いつかの君と握手
諍いのど真ん中に身を置く羽目になった、その一番最初はタイムスリップした日の翌日だった。
足の悪いあたしの荷物を持つのは自分だ、と二人が対立したのだ。


『俺が持つから、いい』

『いいよ。先に美弥緒から受け取ったのはオレだし』

『あ、あの、あたし自分で持つから! 元はと言えばあたしの荷物なんだし、持ってもらわなくっていいってば。
おい、聞けよ二人とも!』


目の前で右に左に揺れる荷物。
割って入ろうとしても、二人は一向に口論を止めてくれなかった。
えーい、早よ返せ!


『一体どうなってるの? ねえ、ミャオちゃん!』

『あー、いや、なんだろうね、コレ』


横にいた琴音が、驚いたように目を見張っている。


『二人とも意地でも譲らないって感じだよ。
……ねえ、昨日の夜、何かあった?』


腕を引いて聞いてくる顔は、好奇心で満ちていた。


『えー、と。まあ、あったというか、あったんだけども』


もぐもぐと言うと、殊更強く腕を引かれた。


『何!? 何があったのよう!? 教えて、ミャオちゃん!!』


前夜のイノリとのことは、琴音にはまだ話せていなかった。
タイムスリップのことは置いておくとしても、告白されてしまったことは言っておかなくてはいけないだろう。

あとでゆっくり説明するつもりだったんだけど、と思いながら、琴音の耳元で小さく言った。

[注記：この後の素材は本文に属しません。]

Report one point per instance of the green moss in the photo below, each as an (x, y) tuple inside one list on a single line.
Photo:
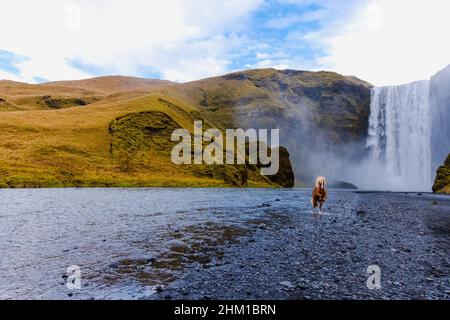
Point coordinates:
[(442, 181)]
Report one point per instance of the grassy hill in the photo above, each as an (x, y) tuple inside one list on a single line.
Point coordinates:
[(318, 112), (115, 131), (118, 136)]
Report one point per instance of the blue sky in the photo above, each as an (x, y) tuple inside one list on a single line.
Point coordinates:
[(183, 40)]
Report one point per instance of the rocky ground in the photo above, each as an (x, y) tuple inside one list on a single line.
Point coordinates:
[(286, 254)]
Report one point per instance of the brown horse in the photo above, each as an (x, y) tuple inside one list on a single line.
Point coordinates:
[(319, 193)]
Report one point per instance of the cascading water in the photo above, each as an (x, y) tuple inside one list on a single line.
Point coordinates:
[(399, 135)]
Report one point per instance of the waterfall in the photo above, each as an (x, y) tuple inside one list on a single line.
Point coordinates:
[(399, 136)]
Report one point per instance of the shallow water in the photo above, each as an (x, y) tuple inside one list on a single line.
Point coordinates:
[(113, 234)]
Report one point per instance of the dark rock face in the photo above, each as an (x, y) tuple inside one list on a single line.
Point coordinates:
[(440, 104), (442, 182)]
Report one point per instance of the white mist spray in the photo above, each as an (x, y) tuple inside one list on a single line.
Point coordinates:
[(399, 135)]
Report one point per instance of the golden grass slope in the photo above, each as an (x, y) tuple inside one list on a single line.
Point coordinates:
[(72, 144)]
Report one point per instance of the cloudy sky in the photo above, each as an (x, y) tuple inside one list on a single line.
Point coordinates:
[(381, 41)]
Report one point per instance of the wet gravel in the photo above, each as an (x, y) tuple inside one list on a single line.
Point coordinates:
[(290, 254)]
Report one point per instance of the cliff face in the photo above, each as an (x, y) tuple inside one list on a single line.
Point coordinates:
[(319, 113), (442, 181)]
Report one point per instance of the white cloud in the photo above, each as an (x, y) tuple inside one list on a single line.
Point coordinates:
[(392, 42), (178, 38)]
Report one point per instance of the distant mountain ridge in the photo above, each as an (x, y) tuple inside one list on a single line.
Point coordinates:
[(58, 133)]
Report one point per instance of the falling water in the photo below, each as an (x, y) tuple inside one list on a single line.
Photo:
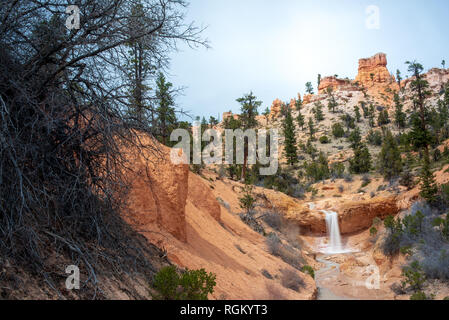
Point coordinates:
[(333, 231)]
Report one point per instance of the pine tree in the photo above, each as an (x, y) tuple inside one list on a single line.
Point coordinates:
[(355, 138), (371, 115), (390, 163), (383, 118), (399, 115), (357, 114), (420, 134), (332, 103), (139, 68), (429, 188), (318, 112), (300, 120), (311, 129), (249, 105), (309, 88), (166, 117), (361, 162), (291, 151), (398, 77)]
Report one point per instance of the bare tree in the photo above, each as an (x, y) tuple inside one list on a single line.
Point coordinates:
[(64, 129)]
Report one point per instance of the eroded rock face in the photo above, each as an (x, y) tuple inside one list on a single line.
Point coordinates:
[(354, 216), (335, 84), (374, 70), (158, 191), (358, 215), (201, 196)]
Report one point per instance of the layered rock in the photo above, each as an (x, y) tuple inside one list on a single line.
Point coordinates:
[(200, 195), (158, 192), (335, 84), (374, 70), (355, 216)]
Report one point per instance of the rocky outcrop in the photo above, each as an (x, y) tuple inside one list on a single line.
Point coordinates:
[(158, 192), (358, 215), (374, 70), (335, 84), (354, 216), (201, 196)]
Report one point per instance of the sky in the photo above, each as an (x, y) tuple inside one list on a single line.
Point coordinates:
[(273, 47)]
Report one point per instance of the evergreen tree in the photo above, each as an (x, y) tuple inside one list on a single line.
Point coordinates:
[(398, 77), (311, 129), (358, 116), (291, 152), (420, 135), (399, 115), (361, 162), (300, 120), (309, 88), (249, 105), (166, 117), (267, 112), (332, 103), (383, 118), (318, 112), (234, 170), (355, 138), (390, 163), (139, 68), (371, 115), (298, 104)]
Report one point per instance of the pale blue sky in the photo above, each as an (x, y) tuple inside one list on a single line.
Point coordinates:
[(274, 47)]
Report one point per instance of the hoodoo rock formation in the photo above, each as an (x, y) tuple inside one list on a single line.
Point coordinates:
[(334, 83), (374, 70)]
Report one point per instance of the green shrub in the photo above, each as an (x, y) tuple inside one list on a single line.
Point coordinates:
[(309, 270), (414, 276), (324, 140), (337, 130), (419, 295), (443, 224), (374, 138), (413, 223), (337, 170), (189, 285), (247, 202)]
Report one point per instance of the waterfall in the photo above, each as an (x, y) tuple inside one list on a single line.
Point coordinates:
[(333, 231)]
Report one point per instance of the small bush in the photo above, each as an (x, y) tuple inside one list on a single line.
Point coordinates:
[(309, 270), (374, 138), (285, 253), (324, 140), (348, 178), (248, 201), (291, 280), (414, 276), (190, 285), (273, 219), (266, 274), (365, 180), (419, 295), (338, 131), (252, 222)]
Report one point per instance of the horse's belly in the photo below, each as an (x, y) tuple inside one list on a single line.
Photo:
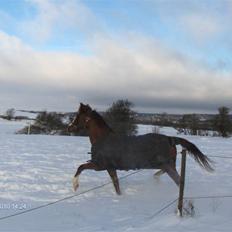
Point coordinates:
[(132, 153)]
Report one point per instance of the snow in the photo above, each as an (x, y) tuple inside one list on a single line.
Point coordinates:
[(38, 169)]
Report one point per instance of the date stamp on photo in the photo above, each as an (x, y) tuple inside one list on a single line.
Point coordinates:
[(14, 206)]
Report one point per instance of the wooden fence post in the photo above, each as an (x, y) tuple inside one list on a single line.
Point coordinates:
[(182, 181)]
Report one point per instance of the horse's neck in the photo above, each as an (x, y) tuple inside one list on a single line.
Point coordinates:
[(96, 132)]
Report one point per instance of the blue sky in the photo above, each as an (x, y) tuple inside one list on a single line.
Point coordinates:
[(163, 55)]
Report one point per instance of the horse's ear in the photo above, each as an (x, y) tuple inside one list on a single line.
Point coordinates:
[(88, 106)]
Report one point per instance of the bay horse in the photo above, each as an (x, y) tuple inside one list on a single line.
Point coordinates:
[(112, 152)]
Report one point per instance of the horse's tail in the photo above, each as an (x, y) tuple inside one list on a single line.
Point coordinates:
[(193, 150)]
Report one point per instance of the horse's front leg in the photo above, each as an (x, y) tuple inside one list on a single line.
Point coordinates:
[(114, 178), (88, 165)]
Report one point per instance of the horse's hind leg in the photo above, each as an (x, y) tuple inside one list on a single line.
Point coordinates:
[(88, 165), (114, 178), (159, 173), (171, 171)]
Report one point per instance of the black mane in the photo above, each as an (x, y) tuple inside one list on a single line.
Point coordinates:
[(99, 120)]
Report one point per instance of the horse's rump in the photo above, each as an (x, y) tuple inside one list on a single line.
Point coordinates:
[(131, 152)]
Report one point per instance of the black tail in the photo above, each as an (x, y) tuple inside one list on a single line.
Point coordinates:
[(200, 158)]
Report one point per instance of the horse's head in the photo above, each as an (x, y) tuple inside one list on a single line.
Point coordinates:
[(81, 119)]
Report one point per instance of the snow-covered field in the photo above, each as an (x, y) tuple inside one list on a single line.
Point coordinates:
[(38, 169)]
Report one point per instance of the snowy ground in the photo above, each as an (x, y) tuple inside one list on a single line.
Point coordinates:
[(38, 169)]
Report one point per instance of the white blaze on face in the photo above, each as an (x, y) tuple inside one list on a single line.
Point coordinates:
[(75, 183)]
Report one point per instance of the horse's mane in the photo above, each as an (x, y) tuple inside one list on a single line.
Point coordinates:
[(99, 120)]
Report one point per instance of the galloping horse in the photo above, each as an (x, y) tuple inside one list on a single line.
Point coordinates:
[(114, 152)]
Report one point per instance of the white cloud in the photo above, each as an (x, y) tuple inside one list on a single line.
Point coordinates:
[(147, 73)]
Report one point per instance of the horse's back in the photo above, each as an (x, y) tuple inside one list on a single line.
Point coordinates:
[(131, 152)]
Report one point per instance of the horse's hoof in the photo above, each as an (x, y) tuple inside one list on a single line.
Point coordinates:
[(75, 183)]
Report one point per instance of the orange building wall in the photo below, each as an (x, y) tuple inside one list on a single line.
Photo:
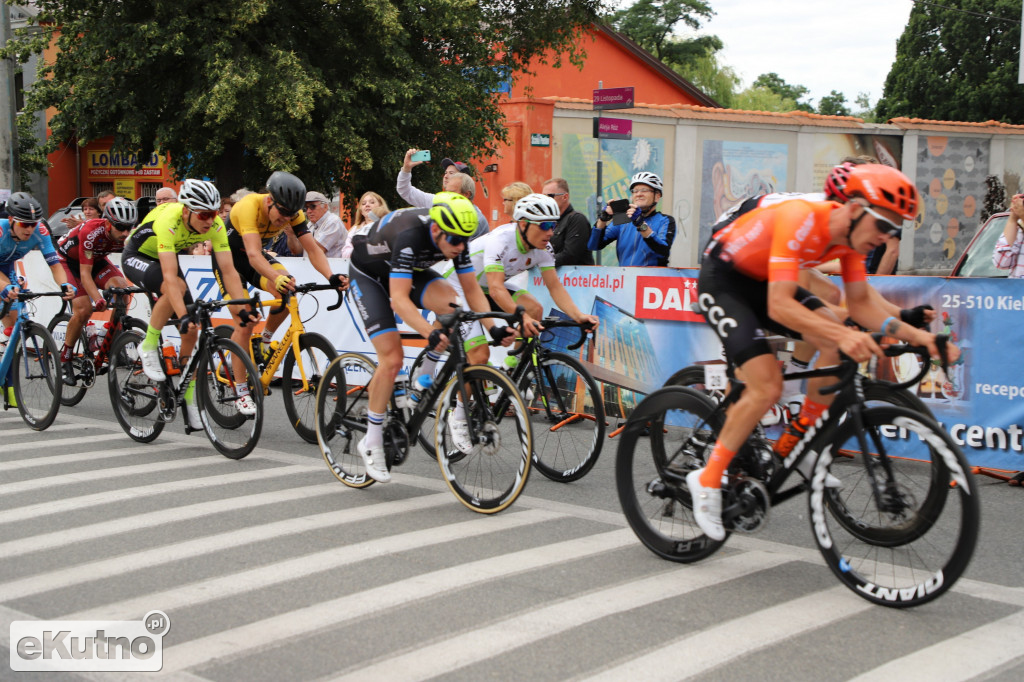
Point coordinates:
[(526, 113)]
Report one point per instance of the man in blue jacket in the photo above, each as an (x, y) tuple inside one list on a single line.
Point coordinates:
[(646, 240)]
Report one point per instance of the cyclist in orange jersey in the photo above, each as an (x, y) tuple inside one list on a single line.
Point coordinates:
[(749, 289)]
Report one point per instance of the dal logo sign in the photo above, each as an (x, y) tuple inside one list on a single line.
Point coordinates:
[(667, 298), (132, 646)]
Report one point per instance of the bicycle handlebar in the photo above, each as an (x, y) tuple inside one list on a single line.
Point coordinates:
[(305, 289), (26, 295)]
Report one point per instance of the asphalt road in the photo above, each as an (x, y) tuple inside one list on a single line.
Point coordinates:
[(270, 569)]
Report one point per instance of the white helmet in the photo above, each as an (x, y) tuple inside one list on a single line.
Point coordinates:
[(200, 196), (650, 179), (539, 208), (121, 212)]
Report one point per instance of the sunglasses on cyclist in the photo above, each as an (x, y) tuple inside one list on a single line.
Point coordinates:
[(456, 240), (885, 225), (283, 212)]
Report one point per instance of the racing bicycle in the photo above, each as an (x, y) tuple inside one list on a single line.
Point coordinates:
[(143, 407), (564, 402), (487, 478), (899, 530), (90, 364), (31, 365)]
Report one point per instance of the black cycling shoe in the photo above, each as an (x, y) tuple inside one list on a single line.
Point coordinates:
[(69, 374)]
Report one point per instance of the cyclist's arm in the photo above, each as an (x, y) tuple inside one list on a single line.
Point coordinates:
[(400, 289), (254, 250), (232, 283), (316, 255)]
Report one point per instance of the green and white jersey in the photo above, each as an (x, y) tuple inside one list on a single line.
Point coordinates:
[(502, 250)]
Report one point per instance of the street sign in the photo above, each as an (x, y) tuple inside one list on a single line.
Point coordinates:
[(612, 98), (612, 128)]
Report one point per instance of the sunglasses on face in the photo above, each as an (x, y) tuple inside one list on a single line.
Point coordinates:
[(456, 240), (884, 224)]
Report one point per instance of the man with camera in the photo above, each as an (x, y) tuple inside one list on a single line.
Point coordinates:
[(643, 236)]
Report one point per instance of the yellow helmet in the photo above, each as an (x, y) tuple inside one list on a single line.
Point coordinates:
[(454, 213)]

『あー、と。端的に言えばイノ、大澤に告白された、ような……』

『大澤くんから告られたぁ…………っ!!??』


叫びそうになった琴音の口を慌てて塞いだ。
のだったが、少し遅く。

それは騒ぎを興味津々に見ていた人たちにまで聞こえてしまっていた。


『ちょっと、どういうこと!? 大澤くんが化け猫に告ったってことっ?』

『嘘でしょ!? だって、だって、ええええええぇぇぇ!?』


爆発でも起こしたかのような騒ぎになった。
どうやら近くにいたらしい神楽や悠美があたしの肩を掴み、


『ウソだよね!? 夢の話ですって言いな、化け猫!』
『本当に大澤くんからなの!? 猫娘が大澤くんに告白したんじゃなくて!?』


殺されるんではないかと錯覚するほどの迫力でがっしがっしと揺らしてくる。
名前も知らない、他のクラスの女の子が琴音にくってかかっているのがちらりと見えた。

スズメバチの巣を叩き落したとしても、ここまでの騒動にはならないんじゃないだろうか。
そういえば蜂って食べられるって聞くけど、美味しい蜂ランキング! なんてあるのかなー。
蜂歴数十年。自他共に認める蜂通の猿股一郎(72)は、長野産のクロスズメバチをイチオシしてます☆ オススメ料理法は勿論素揚げです☆ 柚塩でどうぞ♪ とか。


かっくんかっくんと揺らされながら、余りの事態悪化に現実逃避した。